Andrea Marconi

Personal information
- Date of birth: 24 May 1985 (age 40)
- Place of birth: Milan, Italy
- Height: 1.76 m (5 ft 9+1⁄2 in)
- Position: Defender

Team information
- Current team: Folgore Caratese

Youth career
- 0000–2002: Aldini
- 2002–2004: Milan

Senior career*
- Years: Team / Apps / (Gls)
- 2004–2010: Pergocrema / 111 / (10)
- 2010–2015: Pro Vercelli / 80 / (5)
- 2013: → Venezia (loan) / 9 / (1)
- 2015: → Como (loan) / 19 / (0)
- 2015–2017: Como / 72 / (2)
- 2017–: Folgore Caratese / 7 / (0)

= Andrea Marconi =

Italian footballer (born 1985)

Andrea Marconi (born 24 May 1985) is an Italian footballer who plays for Italian club Folgore Caratese.

==Biography==
===Youth career===
Born in Milan, Lombardy, Marconi started his career at Milanese club Aldini. In July 2002, along with 5 other youth players, they were signed by one of the two Serie A club of Milan city – A.C. Milan. Marconi was the member of the under-18 youth team in 2002–03 season; he was promoted to the under-20 reserve in 2003–04.

===Pergocrema===
In 2004 Marconi left for Serie D (fifth division; non-professional) club Pergocrema, where he won promotion to 2005–06 Serie C2 as well as promotion to 2008–09 Lega Pro Prima Divisione.

===Pro Vercelli===
In 2010 Marconi was signed by Pro Vercelli in co-ownership deal, where he won promotion to 2011–12 Lega Pro Prima Divisione. In June 2011 the club acquired Marconi outright in 2-year contract. The club won promotion again to 2012–13 Serie B.
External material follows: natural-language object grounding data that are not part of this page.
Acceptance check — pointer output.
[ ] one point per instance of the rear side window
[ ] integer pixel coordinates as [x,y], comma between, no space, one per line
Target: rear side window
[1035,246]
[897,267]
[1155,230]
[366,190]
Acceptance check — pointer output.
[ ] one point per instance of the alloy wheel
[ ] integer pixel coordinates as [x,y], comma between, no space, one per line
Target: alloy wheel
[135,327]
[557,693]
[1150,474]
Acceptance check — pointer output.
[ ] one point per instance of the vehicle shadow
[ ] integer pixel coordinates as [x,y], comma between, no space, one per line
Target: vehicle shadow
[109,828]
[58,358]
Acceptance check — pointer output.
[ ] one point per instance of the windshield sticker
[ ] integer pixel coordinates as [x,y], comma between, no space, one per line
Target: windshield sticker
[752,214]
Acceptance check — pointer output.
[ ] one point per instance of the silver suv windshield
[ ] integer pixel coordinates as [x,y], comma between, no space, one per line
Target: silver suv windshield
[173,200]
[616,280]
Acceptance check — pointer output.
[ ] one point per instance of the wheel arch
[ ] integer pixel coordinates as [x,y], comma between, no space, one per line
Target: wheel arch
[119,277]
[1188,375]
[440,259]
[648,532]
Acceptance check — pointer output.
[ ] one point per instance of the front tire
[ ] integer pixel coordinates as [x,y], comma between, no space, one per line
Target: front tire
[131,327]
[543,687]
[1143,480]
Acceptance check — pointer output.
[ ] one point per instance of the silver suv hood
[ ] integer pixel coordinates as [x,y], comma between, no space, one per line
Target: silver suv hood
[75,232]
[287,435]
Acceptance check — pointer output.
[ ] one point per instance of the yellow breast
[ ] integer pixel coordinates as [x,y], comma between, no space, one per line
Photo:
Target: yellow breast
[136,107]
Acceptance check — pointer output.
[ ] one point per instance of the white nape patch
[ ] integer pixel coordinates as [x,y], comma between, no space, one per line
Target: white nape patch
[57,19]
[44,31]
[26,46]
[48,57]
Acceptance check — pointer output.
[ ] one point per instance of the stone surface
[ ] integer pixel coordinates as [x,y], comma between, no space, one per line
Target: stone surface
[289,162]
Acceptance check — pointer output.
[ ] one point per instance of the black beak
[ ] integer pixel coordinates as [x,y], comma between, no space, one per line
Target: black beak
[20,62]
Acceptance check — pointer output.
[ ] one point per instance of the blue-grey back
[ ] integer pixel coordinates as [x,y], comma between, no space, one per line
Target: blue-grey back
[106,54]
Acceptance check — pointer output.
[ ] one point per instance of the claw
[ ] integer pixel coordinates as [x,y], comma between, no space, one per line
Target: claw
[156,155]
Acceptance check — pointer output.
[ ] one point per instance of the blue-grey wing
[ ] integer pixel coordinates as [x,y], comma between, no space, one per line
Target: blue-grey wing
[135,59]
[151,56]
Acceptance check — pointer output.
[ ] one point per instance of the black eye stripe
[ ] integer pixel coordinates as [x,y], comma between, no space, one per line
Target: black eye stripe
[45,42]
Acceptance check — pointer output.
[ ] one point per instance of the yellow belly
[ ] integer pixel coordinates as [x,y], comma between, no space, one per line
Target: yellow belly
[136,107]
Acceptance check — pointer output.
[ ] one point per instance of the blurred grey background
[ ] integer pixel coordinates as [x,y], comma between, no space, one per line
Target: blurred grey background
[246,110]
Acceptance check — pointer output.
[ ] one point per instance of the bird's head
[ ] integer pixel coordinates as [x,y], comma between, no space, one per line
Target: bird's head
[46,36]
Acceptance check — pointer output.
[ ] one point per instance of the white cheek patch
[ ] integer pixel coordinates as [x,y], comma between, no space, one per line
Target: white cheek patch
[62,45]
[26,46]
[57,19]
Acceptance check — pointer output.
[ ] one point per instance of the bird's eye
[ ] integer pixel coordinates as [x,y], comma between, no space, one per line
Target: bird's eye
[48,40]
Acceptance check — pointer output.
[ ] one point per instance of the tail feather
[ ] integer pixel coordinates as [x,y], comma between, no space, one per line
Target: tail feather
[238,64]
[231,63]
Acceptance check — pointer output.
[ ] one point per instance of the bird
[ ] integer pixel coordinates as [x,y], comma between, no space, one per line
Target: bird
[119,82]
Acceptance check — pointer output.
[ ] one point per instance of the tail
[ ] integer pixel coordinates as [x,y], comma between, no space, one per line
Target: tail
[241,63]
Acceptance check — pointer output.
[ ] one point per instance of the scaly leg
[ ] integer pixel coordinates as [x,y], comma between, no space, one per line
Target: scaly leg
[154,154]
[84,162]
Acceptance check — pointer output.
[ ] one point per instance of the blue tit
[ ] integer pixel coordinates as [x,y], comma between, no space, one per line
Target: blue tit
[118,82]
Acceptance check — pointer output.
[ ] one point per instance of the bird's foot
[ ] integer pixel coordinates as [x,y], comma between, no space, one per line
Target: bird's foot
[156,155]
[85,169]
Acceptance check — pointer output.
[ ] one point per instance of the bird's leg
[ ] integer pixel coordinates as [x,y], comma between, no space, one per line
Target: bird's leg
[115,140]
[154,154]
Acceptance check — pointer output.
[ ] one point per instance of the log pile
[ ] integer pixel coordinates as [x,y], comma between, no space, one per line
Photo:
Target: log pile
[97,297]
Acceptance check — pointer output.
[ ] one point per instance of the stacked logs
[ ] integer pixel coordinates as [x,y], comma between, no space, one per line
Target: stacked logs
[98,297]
After only 6 appearances in the second division, on 23 January 2013 Marconi joined the fourth division club Venezia. Marconi won promotion back to Serie B again with Pro Vercelli in 2014. He wore no.2 shirt for the new season. However, he failed to play any more Serie B game. On 26 January 2015 Marconi was signed by Calcio Como in another temporary deal. Marconi started in the first 2 games of promotion playoffs. He was an unused bench against Matera in the second leg.